AEROSOL: Boston’s Graffiti DNA, its Origin & Evolution

ShowUp Gallery, Boston, MA • showupinc.org • Through February 16, 2025

Visitors view works by David “DS7” Taylor (left), Rob Stull (top), and Chepe “Sane” Leña (bottom). Photo: Aron Lee.

There’s nothing more sacred than when a group of artists find their kindred and commit to their craft boldly and unapologetically. In a time when the history of people of color is under the gun of censorship, it’s the artists who dig their heels even deeper to sustain their presence. Walking into the gallery, one is met with the immediate presence of energy, history, and artistry. Whether it’s Shea Justice’s parchment display of the shadows of collage art whose images travel back to Jim Crow legacies fiercely contested by Fannie Lou Hamer and James Baldwin. Or Timmy “Zone” Allen’s imagery of the historical racialized violence of policing alongside the monochromatic figures of Langston Hughes, W.E.B. Dubois, and a lone figure of Harriet Tubman next to an Indigenous child noting the cultural intersections of colonialism. Or the nod to a futurist and colorful burst of nonbinary Black faces in a digital simulation by Barrington “Vex” Edwards. As a viewer, the thematic range of this aerosol art reads more like a cultural document that should reside back in the open spaces of Boston as a permanent historical archive, not the transient spaces of art galleries.

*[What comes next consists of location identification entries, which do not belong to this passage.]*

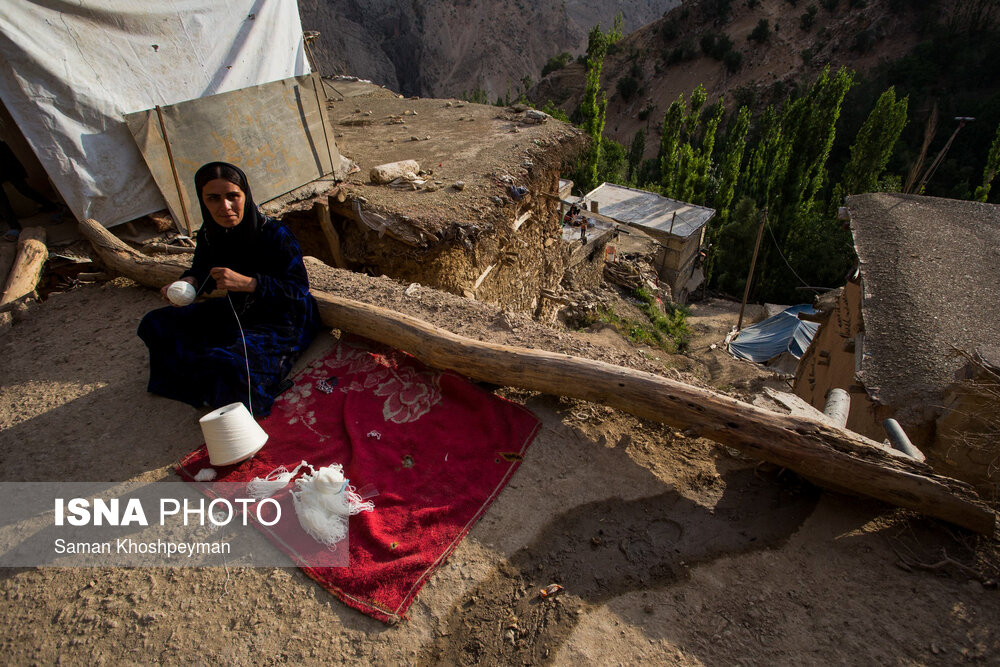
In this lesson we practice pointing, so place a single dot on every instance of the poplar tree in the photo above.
(595, 100)
(991, 169)
(872, 148)
(732, 159)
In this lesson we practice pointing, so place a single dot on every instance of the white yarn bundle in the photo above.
(323, 502)
(324, 499)
(181, 293)
(231, 434)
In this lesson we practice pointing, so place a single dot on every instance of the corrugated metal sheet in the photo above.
(651, 212)
(274, 132)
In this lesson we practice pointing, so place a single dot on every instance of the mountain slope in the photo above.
(444, 48)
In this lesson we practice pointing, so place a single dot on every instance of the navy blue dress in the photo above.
(196, 352)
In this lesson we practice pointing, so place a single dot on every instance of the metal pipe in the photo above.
(838, 406)
(317, 84)
(753, 263)
(899, 440)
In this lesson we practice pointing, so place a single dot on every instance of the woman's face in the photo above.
(224, 201)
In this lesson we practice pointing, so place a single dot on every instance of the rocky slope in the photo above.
(859, 38)
(444, 48)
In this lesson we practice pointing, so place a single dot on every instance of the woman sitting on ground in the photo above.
(201, 353)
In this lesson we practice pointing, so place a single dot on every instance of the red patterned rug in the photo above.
(435, 447)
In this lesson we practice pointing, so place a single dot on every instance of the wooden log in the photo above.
(27, 267)
(322, 212)
(7, 252)
(829, 455)
(122, 259)
(164, 249)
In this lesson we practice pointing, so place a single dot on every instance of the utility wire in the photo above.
(782, 255)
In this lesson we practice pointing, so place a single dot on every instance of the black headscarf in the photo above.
(233, 247)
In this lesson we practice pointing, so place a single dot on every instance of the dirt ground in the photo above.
(671, 549)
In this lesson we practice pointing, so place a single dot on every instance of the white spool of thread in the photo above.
(181, 293)
(231, 434)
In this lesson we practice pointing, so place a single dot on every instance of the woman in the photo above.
(197, 352)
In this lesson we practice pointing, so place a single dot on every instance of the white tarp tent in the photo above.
(68, 73)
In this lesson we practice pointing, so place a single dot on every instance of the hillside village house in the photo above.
(678, 228)
(925, 288)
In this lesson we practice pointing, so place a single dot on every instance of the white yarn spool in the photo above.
(181, 293)
(231, 434)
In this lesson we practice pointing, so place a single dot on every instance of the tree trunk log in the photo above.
(27, 266)
(7, 252)
(122, 259)
(830, 456)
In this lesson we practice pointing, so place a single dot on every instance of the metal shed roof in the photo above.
(649, 211)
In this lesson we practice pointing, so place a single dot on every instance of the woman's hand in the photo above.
(228, 279)
(187, 279)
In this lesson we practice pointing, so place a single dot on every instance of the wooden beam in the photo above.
(122, 259)
(7, 252)
(164, 249)
(27, 267)
(829, 455)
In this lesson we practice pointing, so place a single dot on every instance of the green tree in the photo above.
(595, 102)
(556, 63)
(635, 155)
(736, 142)
(991, 169)
(872, 148)
(670, 141)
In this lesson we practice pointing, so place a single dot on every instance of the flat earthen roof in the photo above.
(480, 145)
(930, 272)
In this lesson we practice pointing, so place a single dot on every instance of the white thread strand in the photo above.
(205, 475)
(246, 356)
(265, 487)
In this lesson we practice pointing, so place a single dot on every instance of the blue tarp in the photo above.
(784, 332)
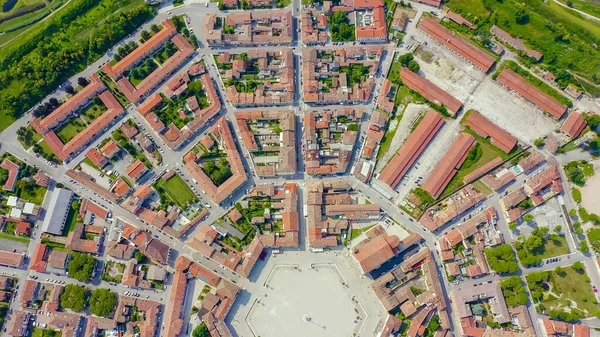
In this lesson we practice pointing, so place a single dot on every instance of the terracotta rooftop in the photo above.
(446, 168)
(483, 127)
(408, 153)
(473, 54)
(530, 92)
(430, 91)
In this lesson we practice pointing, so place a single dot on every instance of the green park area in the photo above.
(176, 190)
(539, 246)
(70, 129)
(579, 171)
(565, 292)
(27, 136)
(565, 38)
(93, 111)
(165, 52)
(139, 73)
(80, 32)
(591, 7)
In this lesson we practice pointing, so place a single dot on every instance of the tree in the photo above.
(102, 302)
(69, 89)
(82, 82)
(502, 259)
(201, 331)
(521, 16)
(81, 266)
(145, 35)
(538, 142)
(74, 297)
(514, 291)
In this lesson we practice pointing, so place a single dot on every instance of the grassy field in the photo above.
(178, 191)
(591, 7)
(69, 130)
(31, 137)
(79, 33)
(71, 219)
(93, 111)
(565, 38)
(573, 287)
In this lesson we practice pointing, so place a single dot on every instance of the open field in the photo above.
(91, 27)
(565, 37)
(591, 7)
(178, 191)
(504, 108)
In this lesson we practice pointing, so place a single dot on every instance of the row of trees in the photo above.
(102, 302)
(36, 65)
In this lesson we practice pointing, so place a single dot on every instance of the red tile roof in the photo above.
(152, 44)
(446, 168)
(483, 127)
(37, 261)
(80, 98)
(96, 157)
(544, 101)
(573, 124)
(13, 172)
(473, 54)
(135, 94)
(64, 151)
(418, 140)
(429, 90)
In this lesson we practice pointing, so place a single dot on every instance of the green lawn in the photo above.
(45, 149)
(178, 191)
(29, 138)
(36, 195)
(573, 286)
(71, 219)
(565, 38)
(93, 111)
(591, 7)
(69, 130)
(552, 248)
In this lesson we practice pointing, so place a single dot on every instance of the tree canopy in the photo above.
(74, 297)
(502, 259)
(514, 291)
(102, 302)
(81, 266)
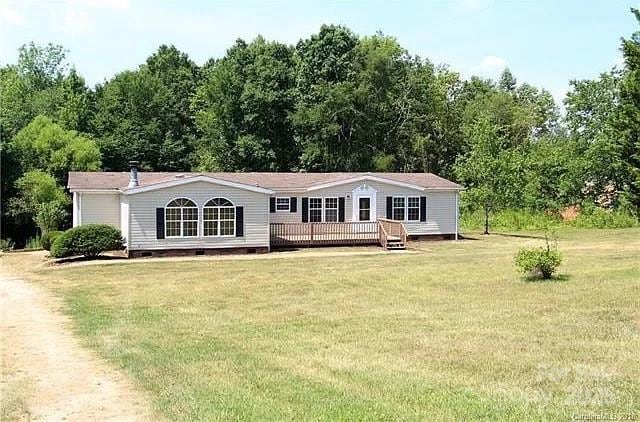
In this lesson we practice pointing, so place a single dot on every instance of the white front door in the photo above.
(364, 203)
(364, 208)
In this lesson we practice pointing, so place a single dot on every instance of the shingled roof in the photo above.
(275, 181)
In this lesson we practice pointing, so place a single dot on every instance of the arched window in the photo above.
(181, 218)
(219, 218)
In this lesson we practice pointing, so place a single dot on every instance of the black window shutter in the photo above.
(159, 223)
(239, 221)
(341, 209)
(305, 210)
(423, 208)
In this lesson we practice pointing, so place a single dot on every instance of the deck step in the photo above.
(395, 245)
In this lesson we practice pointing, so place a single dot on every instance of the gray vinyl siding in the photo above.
(100, 209)
(142, 212)
(441, 206)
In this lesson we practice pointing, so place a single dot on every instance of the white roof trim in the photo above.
(365, 177)
(198, 178)
(109, 191)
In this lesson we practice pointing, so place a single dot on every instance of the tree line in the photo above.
(333, 102)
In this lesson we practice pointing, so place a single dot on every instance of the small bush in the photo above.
(541, 261)
(594, 217)
(34, 242)
(48, 239)
(6, 245)
(89, 240)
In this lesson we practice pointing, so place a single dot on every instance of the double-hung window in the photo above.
(315, 210)
(181, 218)
(283, 204)
(398, 208)
(219, 218)
(413, 208)
(330, 210)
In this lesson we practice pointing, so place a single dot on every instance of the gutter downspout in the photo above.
(457, 214)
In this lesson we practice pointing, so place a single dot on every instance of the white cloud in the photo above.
(107, 4)
(9, 15)
(471, 6)
(76, 21)
(491, 66)
(78, 16)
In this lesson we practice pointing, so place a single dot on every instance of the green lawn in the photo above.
(451, 332)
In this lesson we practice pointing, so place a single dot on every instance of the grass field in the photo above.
(449, 332)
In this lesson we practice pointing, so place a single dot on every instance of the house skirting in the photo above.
(142, 253)
(449, 236)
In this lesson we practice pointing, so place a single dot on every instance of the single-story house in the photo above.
(202, 213)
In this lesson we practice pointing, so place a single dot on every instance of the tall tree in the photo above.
(45, 146)
(243, 108)
(592, 107)
(490, 169)
(628, 121)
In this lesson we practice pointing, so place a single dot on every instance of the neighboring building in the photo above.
(201, 213)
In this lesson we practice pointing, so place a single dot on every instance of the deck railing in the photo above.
(313, 234)
(391, 229)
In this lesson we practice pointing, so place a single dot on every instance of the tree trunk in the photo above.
(486, 220)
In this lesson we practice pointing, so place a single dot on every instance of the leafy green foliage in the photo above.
(243, 108)
(89, 240)
(37, 189)
(34, 242)
(510, 220)
(540, 261)
(45, 146)
(48, 238)
(335, 101)
(6, 245)
(49, 216)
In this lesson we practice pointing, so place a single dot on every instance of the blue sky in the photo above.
(544, 42)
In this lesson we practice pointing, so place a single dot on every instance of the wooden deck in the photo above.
(386, 233)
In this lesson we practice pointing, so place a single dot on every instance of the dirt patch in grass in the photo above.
(46, 375)
(448, 332)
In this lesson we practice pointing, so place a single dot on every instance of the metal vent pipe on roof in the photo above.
(133, 174)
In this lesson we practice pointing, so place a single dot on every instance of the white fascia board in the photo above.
(363, 178)
(199, 178)
(97, 191)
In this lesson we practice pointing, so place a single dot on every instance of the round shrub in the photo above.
(89, 240)
(48, 238)
(540, 262)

A short documentary by filmmaker Paris Angelo airs on a continuous feed in a makeshift theater whose walls cocoon the viewer in a dark landscape mimicing the vibrant art that was once birthed under a night sky. In a poignant moment in the film, Chepe “Sane” Leña confirms the artistry not as random, stressing that one had to be a part of the culture, and not simply possess the ability of can control. The culture that these artists created is similar to that of historical-diasporic Maroon culture, a practice that Dr. Tiffany D. Pogue states where people of color “liberated themselves in a space in which they could be absolutely sovereign and express themselves culturally.”

A dated newspaper article headlines Peters Park Street Artists Decry the Loss of Their Wall. Next to that headline is a photograph of ten writers standing together, unwavering, poised as a clan whose individual stances/body language translates as a knowing that the world is their wall. It is their presence on the walls of this gallery that amplifies a lineage of storytellers whose voices are unwavering, their art enduring.

Curated by Jennifer Mancuso, the exhibition also features artists Ricardo “Deme 5” Gomez, Rob Stull, and David “DS7” Taylor.